Dr Reddy’s Laboratories Ltd, together with its subsidiaries, announced that the Science Based Targets initiative (SBTi) has formally validated its Net Zero commitment. Under the approval, the company has pledged to achieve Net Zero emissions across its entire value chain by FY2045, reinforcing its alignment with global climate science.
Near-Term and Long-Term Emissions Reduction Targets
In the near term, Dr Reddy’s will significantly reduce its operational and value-chain emissions. Using FY2023 as the base year, the company plans to cut absolute Scope 1 and Scope 2 emissions by 80% by FY2030. At the same time, it aims to reduce Scope 3 emissions by 51.6% per INR value added within the same timeframe. Looking further ahead, Dr Reddy’s has committed to achieving a 90% absolute reduction across Scope 1, 2, and 3 emissions by FY2045, underscoring its long-term climate ambition.
Industry Leadership in Net Zero Commitments
Notably, Dr Reddy’s is currently the only Indian pharmaceutical company to commit to an SBTi-approved Net Zero target with a FY2045 timeline. This milestone positions the company as a climate leader within the domestic pharmaceutical sector and among global peers.

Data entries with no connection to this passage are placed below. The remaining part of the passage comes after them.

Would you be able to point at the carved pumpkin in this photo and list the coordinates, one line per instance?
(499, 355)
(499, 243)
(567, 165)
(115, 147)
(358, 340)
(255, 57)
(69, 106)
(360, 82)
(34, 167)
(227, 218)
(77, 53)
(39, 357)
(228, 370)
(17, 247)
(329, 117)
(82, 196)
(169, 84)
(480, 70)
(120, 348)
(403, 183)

Building on Earlier Climate Action
The company first announced its near-term SBTi-aligned targets in 2020. Since then, sustained progress and evolving global climate expectations have prompted Dr Reddy’s to strengthen its approach. As a result, the company has now adopted a comprehensive Net Zero strategy in line with the latest SBTi guidelines.
Operational Progress and Leadership Perspective
Sanjay Sharma, Global Head of Operations and Chief Human Resources Officer, emphasized that sustainability has long been central to the company’s identity. He stated that the FY2045 Net Zero ambition reflects both responsibility and scientific rigor, while also raising the benchmark for the pharmaceutical industry.
As reported by themachinemaker.com, Dr Reddy’s continues to make tangible operational progress. The company remains on track to eliminate coal and furnace oil from its operations by the end of FY2026. In addition, it sourced 68% of its electricity from renewable energy in FY2025, highlighting steady momentum toward its climate goals.